Sur les indemnités chômage :
En application de l’article L.1235-4 du code du travail, la société devra rembourser à France travail les indemnités chômages versées à M. [F] dans la limite de 6 mois.
Sur l’article 700 du code de procédure civile et les dépens :
Le jugement entrepris sera confirmé en ce qu’il a statué les frais irrépétibles et sur les dépens.
La société Linkeo sera condamnée aux dépens d’appel et déboutée de sa demande au titre de l’article 700 du code de procédure civile.

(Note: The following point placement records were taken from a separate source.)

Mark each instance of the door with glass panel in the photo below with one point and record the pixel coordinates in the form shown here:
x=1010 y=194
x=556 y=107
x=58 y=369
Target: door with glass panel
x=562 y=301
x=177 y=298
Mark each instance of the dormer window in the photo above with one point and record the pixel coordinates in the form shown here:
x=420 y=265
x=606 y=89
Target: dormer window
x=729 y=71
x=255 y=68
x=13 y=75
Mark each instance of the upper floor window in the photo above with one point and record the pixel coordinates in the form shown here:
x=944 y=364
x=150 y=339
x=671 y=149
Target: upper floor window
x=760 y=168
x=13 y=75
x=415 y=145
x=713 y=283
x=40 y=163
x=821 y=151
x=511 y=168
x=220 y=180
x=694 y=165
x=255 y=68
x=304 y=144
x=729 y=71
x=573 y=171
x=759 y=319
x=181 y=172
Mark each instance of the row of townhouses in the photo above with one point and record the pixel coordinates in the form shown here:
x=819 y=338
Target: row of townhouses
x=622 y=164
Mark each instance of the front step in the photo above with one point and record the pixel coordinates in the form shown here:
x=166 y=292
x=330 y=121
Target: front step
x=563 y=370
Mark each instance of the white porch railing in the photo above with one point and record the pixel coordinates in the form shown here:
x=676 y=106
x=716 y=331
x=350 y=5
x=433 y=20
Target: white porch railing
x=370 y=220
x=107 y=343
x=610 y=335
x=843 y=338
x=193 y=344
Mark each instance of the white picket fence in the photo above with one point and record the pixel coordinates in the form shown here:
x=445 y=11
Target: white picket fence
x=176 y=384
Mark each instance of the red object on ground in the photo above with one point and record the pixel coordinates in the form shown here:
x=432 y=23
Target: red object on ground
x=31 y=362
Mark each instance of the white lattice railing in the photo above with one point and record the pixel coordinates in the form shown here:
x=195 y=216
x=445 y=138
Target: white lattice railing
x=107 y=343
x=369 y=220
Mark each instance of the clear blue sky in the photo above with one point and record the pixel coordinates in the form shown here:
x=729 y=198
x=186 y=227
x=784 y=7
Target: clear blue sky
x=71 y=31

Aucune considération d’équite ne commande de faire application des dispositions de l’article 700 du code de procédure civile en faveur de M. [F].
PAR CES MOTIFS
La cour, après en avoir délibéré, statuant par arrêt contradictoire, prononcé par mise à disposition au greffe,
Confirme le jugement du conseil de prud’hommes de Montbrison en date du 21 avril 2022 sauf en ce qu’il a :
— condamné la S.A. Linkeo à payer à M. [F] la somme de 21.000 euros au titre du versement de la prime au titre de la formation et la somme de 2.100 euros au titre des congés payés afférents ;
— débouté M. [F] de sa demande au titre du rappel de salaire pour modification du contrat de travail ;
Statuant à nouveau des chefs infirmés et y ajoutant,
Déboute M. [W] [F] de sa demande en paiement au titre de la prime trimestrielle qualitative,
Condamne la S.A. Linkeo à payer à M. [W] [F] la somme de 4.000 euros au titre de la perte de chance,
Condamne la S.A. Linkeo à rembourser à France Travail les indemnités chômage versées à M. [F] à hauteur de 6 mois ;
Condamne la S.A. Linkeo aux dépens d’appel ;
Dit n’y avoir lieu de faire application de l’article 700 du code de procédure civile.